Abstract
Purpose:
Previous studies have shown that histone acetylation of superoxide dismutase 1 (SOD1) gene are closely associated the regulation of oxidative stress, which is one of main causes contribute to onset of senile cataract (SC). We hypothesized that decreased histone acetylation level in SOD1 reduces the gene expression in lens epithelium (LE) and contributes to the pathogenesis of SC.
Methods:
Cataractous LE was collected from SC patients underwent phacoemulsification. Clear LE was obtained from human donor eyes as control. Level of acetylated histone H3 (ac-H3) and acetylated histone H4 (ac-H4) as well as SOD1 in LE was measured by Western-blot. Expression of SOD1 mRNA transcripts was evaluated by real-time PCR. Level of ac-H3 and ac-H4 in SOD1 promoter was examined by chromatin immunoprecipitation quantitative PCR (ChIP-qPCR). To further demonstrate histone acetylation on regulation of SOD1 expression and onset of SC, enucleated rabbit lenses were maintained in culture DMEM medium alone (group I), supplemented with histone acetyltransferease inhibitor (HATi) anacardic acid (AA) (group II), and AA combined with histone deacetylase inhibitor (HDACi) trichostatin A (TSA) (group III). Lenses opacity formation, SOD1 expression and level of ac-H3 and ac-H4 in SOD1 promoter in cultured lenses’ LE were investigated.
Results:
Western-blot analysis did't show significantly different level of total ac-H3 and ac-H4 between cataractous LE and control (P=0.453), while SOD1 expression reduced remarkably (p<0.001) in SC patients.
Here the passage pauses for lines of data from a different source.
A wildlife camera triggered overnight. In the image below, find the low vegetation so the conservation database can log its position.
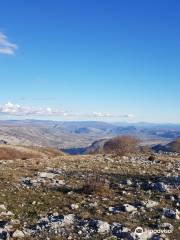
[104,136,138,156]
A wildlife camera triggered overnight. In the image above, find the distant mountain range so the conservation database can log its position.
[0,120,180,151]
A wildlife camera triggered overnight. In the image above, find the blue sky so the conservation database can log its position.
[0,0,180,123]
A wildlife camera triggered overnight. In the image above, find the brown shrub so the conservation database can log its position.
[0,147,39,160]
[103,135,138,156]
[169,138,180,153]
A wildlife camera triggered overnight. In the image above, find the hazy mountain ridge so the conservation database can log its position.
[0,120,180,149]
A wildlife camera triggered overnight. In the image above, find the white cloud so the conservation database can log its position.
[0,32,17,55]
[0,102,133,118]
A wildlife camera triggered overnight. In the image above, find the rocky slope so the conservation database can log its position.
[0,146,180,240]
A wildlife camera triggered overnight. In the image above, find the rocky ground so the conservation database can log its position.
[0,145,180,240]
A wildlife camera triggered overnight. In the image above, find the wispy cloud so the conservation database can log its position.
[0,32,17,55]
[0,102,133,119]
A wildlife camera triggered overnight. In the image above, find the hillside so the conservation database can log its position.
[0,145,180,240]
[0,120,177,149]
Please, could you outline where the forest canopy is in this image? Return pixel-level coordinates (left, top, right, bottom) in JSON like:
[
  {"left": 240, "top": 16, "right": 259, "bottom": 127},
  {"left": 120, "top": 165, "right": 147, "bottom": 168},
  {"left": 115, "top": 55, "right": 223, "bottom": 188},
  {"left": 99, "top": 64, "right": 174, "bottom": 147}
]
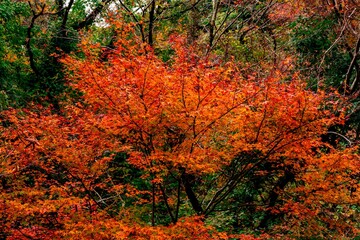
[{"left": 0, "top": 0, "right": 360, "bottom": 239}]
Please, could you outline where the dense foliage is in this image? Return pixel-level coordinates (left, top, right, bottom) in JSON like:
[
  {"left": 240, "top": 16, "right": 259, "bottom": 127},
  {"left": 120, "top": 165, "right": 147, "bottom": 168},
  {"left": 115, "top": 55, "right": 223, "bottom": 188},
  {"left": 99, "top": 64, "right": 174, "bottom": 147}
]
[{"left": 0, "top": 0, "right": 360, "bottom": 239}]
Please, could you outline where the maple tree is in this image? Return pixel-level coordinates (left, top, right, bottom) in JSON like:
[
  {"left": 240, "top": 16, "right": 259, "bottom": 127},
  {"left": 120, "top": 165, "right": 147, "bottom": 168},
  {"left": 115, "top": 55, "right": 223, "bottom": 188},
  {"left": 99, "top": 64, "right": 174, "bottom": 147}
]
[{"left": 0, "top": 16, "right": 360, "bottom": 239}]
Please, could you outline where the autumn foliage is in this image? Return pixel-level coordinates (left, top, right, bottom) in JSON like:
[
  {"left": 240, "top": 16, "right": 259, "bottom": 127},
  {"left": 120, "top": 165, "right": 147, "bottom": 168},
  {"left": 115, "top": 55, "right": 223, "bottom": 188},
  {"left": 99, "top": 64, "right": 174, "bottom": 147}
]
[{"left": 0, "top": 19, "right": 360, "bottom": 239}]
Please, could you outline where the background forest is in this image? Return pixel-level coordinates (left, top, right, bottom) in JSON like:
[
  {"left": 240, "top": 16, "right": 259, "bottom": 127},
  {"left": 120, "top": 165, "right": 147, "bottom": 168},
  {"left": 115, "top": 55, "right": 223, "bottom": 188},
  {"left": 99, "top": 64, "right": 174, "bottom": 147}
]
[{"left": 0, "top": 0, "right": 360, "bottom": 239}]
ChIP-qPCR revealed that level of both ac-H3 and ac-H4 in SOD1 promoter decreased profoundly in patients’ LE (p<0.001 for both). Rabbit lenses cultured with AA lost transparency and became opacity at 3 days in group II. Lenses in group I and III still kept transparent during observation. SOD1 protein and mRNA level both decreased in group II compared with group I (p<0.001) and III (p<0.001). Level of ac-H3 and ac-H4 reduced significantly in SOD1 gene promoter of lenses cultured HATi. Lenses supplemented with AA and TSA did not detect any changes of SOD1 expression and histone acetylation.
Conclusions:
SOD1 expression decreased with the reduction of ac-H3 and ac-H4 level in SOD1 promoter in SC patients, which contributed to the pathogenesis of SC. HATi could reduce the expression of SOD1, and induce the formation of cataract in vitro. The results were consistent with our hypothesis.